Pour avoir confondu les espoirs démocratiques de la révolution avec les aspirations hégémoniques des Frères musulmans, le président Mohamed Morsi a conduit son pays dans une dangereuse impasse. Divisée comme jamais, l’Egypte craque de partout. Financièrement au bord de la faillite, le pays s’enlise dans la déprime économique, avec des hôtels vidés de leurs touristes et un canal de Suez sous la menace des émeutiers. L’affrontement triangulaire de ces deux dernières années entre les islamistes (victorieux dans les urnes), les libéraux (qui peinent à s’unir) et l’armée (en retrait depuis l’été dernier) fait place ces jours-ci à un désordre généralisé. Les partis politiques sont débordés dans la rue par de nouveaux acteurs incontrôlables et de plus en plus violents. Aux Black Blocs d’inspiration anarchiste promettent de répondre des «milices blanches» d’obédience islamiste, qui réunissent leur force en ce moment même sur Facebook.

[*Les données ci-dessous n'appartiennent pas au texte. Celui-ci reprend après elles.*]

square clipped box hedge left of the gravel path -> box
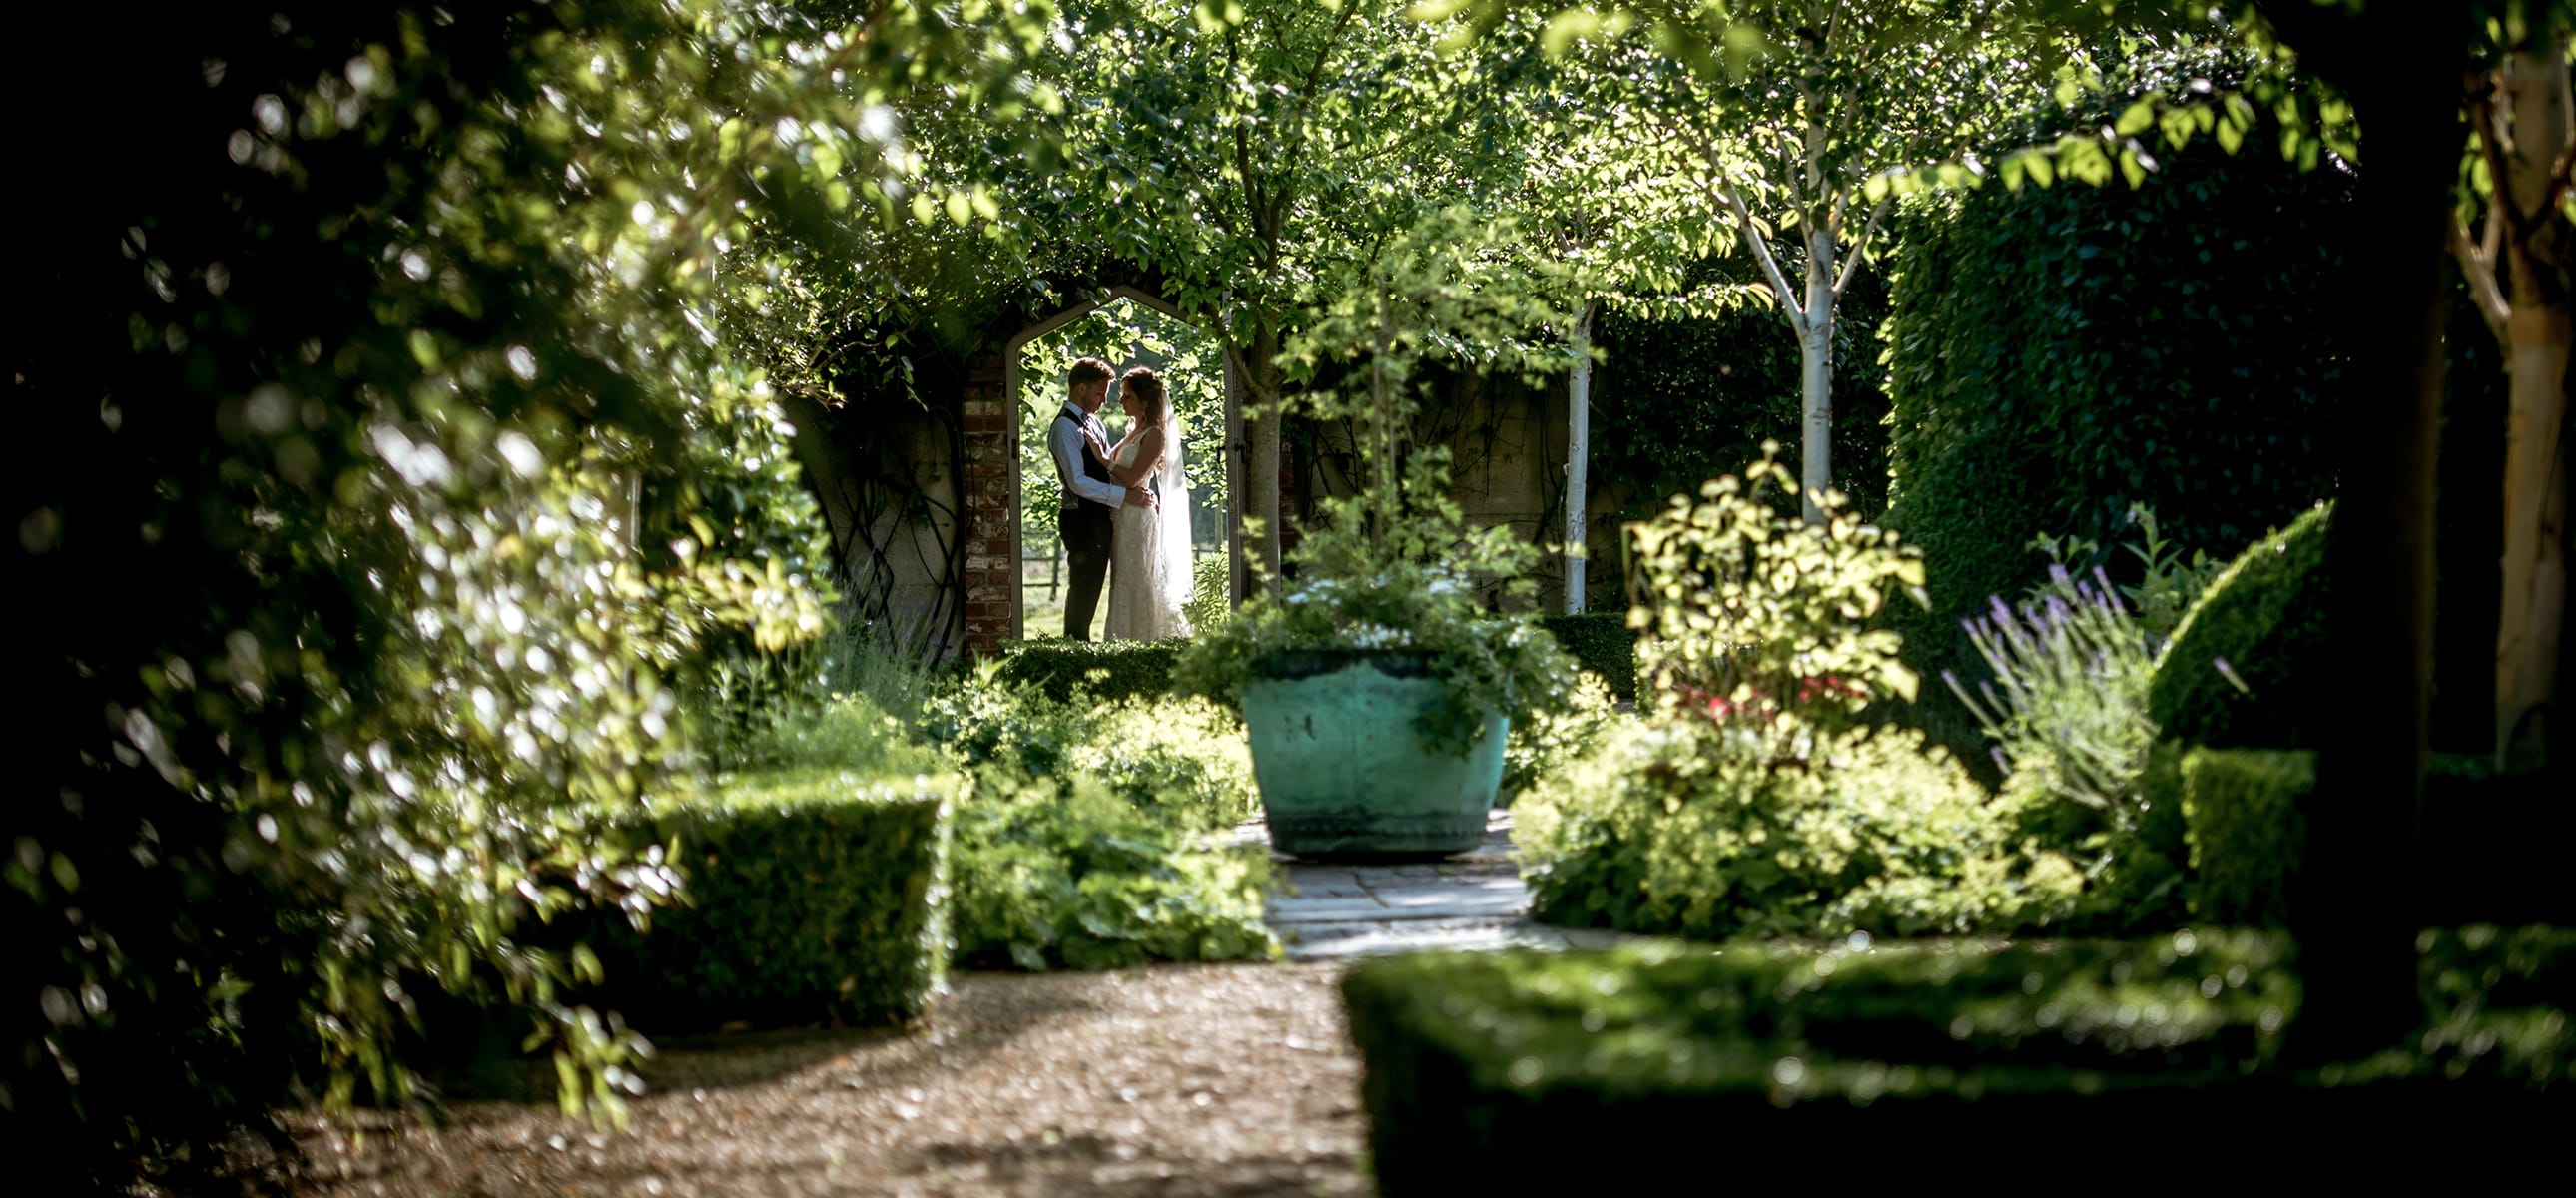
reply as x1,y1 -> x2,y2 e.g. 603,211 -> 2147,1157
592,768 -> 956,1033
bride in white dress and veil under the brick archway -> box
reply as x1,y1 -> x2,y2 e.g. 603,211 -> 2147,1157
1102,365 -> 1193,642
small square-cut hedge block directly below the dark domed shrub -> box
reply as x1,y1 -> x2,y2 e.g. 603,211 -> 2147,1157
2182,750 -> 2315,927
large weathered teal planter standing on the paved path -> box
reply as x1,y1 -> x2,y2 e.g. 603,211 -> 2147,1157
1244,657 -> 1512,858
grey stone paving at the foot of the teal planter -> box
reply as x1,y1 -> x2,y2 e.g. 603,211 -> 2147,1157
1242,809 -> 1608,961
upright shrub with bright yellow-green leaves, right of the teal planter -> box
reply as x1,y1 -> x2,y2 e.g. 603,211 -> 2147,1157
1628,443 -> 1924,758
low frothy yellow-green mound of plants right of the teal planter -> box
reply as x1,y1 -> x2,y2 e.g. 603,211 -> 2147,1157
1515,722 -> 2082,940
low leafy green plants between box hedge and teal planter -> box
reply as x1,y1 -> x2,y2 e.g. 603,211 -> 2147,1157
956,765 -> 1280,968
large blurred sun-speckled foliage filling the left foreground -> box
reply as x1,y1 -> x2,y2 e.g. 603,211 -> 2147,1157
0,0 -> 1055,1185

L’état d’urgence décrété par Mohamed Morsi dans plusieurs villes n’a fait que jeter de l’huile sur le feu. L’autoritarisme de celui que sa propre Confrérie considérait comme une roue de secours lors de l’élection présidentielle malmène l’Etat, au point de provoquer son effondrement. Ce n’est plus l’opposition qui le dit, mais son ministre de la Défense et chef des armées, Abdel Fattah al-Sissi, pourtant réputé bienveillant envers les Frères.

Alors, l’heure du compromis a-t-elle sonné? Proches du naufrage, les élites égyptiennes ont peut-être compris que le salut national passait désormais par un sursaut, celui de l’union. Depuis 48 heures, le ton change radicalement. L’opposition de gauche est soudain disposée au dialogue avec le président. Ce dernier se dit, quant à lui, prêt à amender la très controversée Constitution qu’il vient tout juste d’imposer de force. Même les salafistes du parti Nour plaidaient mercredi pour l’unité. Rien n’est encore réglé. Pour les coalisés de l’opposition, seuls Mohamed ElBaradei, leur porte-parole, ou Amr Moussa seraient légitimés à présider un tel gouvernement d’union au nom de leur glorieux passé de diplomates. Pas sûr que Mohamed Morsi – qui a pris goût au pouvoir – soit prêt à une telle concession. Faute d’accord politique, c’est l’armée, gardien de la continuité de l’Etat, qui devrait imposer son choix. Reste à savoir si ce sera avec ou contre les Frères musulmans.